This morning’s Sermon on the Mount video, plus some commentary

The region in which Jesus preached his great sermon.
The possible mountain on which Jesus preached his great sermon.

Below is the video we showed this morning at Hampton UMC. It went along with the first part of my sermon series on the Sermon on the Mount. Today’s scripture on the Beatitudes was technically from Luke’s less well-known “Sermon on the Plain” in Luke 6.

Bible scholars throughout history have wondered whether the sermon in Luke represents an abbreviated account of the same sermon in Matthew 5-7—in which case the “level place” that Luke describes could be a level place on the mountain itself—or merely a similar sermon that Jesus preached on another occasion. On the one hand, I think it hardly matters; on the other hand, why is so hard to imagine that Jesus preached the same basic sermon more than once and tailored it to a different audience? It would be hard to believe that he didn’t do that—and frequently!

Not that it matters, as I said. And as for the video, he would have preached either sermon in the same general area.

Last week, I was reading N.T. Wright’s commentary on the Sermon in his recent book After You Believe. Unless you’ve been to a mainline Protestant seminary, you might fail to appreciate his complaint about many contemporary New Testament scholars who write as if the main subject of the four gospels isn’t Jesus so much as the individual gospel writers: how they tailor, modify, or even invent out of whole cloth the events of Jesus’ ministry and words to fit the demands of their individual communities or audiences. (Trust me, scholars do this all the time.) And they think they’ve said quite a lot when they speculate about what was going on, not in the life and ministry of Jesus and his disciples, but the communities to which the four Evangelists wrote. It’s all very postmodern.

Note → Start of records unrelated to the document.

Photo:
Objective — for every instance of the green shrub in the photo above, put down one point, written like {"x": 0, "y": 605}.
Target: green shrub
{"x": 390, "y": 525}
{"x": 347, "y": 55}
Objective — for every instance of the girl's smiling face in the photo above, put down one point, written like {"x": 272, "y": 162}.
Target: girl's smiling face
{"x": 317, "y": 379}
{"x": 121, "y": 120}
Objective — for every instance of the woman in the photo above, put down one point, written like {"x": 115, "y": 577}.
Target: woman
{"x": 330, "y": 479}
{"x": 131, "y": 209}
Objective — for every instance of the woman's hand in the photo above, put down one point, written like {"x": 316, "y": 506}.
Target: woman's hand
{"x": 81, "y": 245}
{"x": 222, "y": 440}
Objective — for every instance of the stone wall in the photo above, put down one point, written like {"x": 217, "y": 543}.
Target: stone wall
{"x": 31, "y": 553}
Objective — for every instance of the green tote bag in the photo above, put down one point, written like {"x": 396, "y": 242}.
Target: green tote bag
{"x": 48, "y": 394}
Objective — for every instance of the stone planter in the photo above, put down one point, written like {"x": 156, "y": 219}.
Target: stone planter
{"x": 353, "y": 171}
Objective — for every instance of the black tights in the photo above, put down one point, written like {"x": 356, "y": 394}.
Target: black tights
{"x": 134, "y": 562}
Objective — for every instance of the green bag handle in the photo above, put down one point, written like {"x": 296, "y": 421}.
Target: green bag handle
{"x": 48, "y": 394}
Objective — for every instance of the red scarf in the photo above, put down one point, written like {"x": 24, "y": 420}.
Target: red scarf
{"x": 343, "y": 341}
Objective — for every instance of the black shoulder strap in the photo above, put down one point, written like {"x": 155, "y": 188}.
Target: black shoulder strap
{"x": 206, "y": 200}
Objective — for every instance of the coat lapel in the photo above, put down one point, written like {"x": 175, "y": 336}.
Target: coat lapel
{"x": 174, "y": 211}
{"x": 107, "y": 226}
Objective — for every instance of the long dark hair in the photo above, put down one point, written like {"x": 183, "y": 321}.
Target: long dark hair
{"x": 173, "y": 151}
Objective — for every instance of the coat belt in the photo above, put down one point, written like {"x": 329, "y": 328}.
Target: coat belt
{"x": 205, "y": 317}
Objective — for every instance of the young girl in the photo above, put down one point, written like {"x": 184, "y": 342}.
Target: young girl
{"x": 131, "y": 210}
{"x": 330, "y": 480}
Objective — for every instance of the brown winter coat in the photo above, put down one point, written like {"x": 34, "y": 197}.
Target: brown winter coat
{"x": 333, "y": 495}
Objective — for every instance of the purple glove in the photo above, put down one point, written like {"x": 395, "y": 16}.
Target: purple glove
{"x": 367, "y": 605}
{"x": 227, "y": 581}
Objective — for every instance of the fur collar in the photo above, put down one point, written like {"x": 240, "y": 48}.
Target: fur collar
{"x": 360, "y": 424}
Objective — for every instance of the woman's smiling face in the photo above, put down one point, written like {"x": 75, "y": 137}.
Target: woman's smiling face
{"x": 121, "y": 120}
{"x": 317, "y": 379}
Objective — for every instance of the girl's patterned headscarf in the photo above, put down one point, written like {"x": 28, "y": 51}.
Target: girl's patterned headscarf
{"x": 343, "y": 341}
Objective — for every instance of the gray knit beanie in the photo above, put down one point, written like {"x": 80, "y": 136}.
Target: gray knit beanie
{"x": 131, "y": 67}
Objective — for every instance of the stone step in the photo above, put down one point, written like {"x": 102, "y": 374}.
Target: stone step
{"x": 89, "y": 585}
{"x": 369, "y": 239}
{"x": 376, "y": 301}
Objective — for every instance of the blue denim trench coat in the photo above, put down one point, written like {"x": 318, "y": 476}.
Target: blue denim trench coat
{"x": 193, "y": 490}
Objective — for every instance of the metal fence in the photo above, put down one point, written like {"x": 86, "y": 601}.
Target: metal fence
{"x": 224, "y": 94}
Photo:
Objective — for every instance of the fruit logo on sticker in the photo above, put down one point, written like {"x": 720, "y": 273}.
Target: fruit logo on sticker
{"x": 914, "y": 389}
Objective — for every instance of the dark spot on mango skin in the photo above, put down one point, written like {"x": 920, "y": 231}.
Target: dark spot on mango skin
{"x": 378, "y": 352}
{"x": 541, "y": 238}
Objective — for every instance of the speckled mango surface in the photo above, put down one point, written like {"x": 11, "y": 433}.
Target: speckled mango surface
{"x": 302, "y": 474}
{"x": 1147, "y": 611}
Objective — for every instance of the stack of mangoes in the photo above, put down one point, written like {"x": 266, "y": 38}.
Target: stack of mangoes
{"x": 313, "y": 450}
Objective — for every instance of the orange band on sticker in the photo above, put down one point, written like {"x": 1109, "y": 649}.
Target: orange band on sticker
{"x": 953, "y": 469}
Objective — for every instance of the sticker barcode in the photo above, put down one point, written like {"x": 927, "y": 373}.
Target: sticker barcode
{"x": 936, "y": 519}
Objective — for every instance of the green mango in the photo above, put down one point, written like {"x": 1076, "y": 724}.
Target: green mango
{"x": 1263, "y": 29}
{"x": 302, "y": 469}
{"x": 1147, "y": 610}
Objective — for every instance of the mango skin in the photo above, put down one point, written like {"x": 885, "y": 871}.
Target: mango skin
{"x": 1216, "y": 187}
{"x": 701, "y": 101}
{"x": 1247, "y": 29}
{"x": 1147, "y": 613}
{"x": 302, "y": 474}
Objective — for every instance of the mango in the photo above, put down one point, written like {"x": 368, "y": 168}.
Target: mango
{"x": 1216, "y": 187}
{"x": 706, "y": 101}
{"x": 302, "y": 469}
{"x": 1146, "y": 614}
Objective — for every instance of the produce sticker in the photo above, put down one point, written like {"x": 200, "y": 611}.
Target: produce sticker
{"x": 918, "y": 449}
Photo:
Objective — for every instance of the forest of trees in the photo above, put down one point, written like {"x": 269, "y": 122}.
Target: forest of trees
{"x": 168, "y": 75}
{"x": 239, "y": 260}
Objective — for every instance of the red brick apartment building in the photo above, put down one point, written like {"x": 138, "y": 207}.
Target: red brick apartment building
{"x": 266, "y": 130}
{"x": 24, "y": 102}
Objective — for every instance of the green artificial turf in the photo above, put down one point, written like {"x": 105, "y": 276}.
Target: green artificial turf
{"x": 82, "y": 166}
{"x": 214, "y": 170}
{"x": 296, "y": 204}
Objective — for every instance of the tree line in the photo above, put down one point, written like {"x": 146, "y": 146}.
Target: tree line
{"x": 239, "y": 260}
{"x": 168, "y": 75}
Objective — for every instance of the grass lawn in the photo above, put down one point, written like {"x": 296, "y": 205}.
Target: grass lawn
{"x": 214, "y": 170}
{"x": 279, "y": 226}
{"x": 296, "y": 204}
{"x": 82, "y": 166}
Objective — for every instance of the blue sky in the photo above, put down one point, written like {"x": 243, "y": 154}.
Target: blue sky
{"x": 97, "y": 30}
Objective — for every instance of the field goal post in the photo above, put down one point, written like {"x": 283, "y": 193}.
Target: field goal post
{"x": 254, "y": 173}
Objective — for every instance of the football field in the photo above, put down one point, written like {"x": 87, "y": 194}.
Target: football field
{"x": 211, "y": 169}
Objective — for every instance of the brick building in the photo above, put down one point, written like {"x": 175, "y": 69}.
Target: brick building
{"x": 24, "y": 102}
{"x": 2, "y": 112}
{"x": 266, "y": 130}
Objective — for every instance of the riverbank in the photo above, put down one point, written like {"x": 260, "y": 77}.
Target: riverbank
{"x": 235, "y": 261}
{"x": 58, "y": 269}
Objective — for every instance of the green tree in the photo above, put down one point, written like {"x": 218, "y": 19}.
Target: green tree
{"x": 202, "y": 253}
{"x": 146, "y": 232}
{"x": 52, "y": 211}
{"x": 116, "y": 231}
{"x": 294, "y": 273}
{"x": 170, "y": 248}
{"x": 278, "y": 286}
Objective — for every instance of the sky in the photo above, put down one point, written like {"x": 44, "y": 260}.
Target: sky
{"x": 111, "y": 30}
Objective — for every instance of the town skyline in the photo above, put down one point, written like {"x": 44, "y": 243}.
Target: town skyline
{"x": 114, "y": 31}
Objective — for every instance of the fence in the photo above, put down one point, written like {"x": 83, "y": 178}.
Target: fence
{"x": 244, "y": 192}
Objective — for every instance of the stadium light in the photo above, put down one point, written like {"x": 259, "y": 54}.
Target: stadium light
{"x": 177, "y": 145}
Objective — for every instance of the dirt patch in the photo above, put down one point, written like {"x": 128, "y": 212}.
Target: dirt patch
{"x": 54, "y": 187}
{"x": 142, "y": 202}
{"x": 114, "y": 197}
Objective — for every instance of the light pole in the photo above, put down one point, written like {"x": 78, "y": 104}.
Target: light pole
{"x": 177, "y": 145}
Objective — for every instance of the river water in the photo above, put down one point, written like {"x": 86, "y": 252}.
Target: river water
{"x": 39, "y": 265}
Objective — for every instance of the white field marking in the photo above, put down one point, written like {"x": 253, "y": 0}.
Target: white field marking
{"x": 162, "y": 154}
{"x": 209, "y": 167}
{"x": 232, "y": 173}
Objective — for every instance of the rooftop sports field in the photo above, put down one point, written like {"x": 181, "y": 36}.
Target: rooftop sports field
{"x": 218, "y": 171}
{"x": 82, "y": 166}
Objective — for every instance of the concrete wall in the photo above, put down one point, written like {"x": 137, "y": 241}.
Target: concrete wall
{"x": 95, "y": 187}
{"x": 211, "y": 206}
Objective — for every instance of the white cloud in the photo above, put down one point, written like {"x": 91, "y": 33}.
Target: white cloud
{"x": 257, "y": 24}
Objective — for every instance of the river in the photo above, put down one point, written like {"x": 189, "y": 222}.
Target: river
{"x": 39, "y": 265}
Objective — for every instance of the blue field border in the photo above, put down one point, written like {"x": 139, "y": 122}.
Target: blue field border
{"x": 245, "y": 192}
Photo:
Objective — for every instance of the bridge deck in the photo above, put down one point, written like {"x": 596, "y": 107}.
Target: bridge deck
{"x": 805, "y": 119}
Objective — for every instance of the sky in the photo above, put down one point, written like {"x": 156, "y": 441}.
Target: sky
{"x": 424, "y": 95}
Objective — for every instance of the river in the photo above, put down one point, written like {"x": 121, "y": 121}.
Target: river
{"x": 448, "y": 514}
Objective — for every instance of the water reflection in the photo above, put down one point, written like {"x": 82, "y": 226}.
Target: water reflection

Wright accuses these scholars of sophistry. I had to look the word up, but it’s a damning accusation. Their obsessive scholarly interest in the context in which the gospels were written obscures the fact that while none of the four writers had access to transcripts or video of the events they describe, we have no reason to doubt that the four gospels paint a reasonably accurate picture of Jesus’ life and ministry—in general, this is what he said and did, and when. That being the case, much contemporary scholarship is an exercise in missing the point.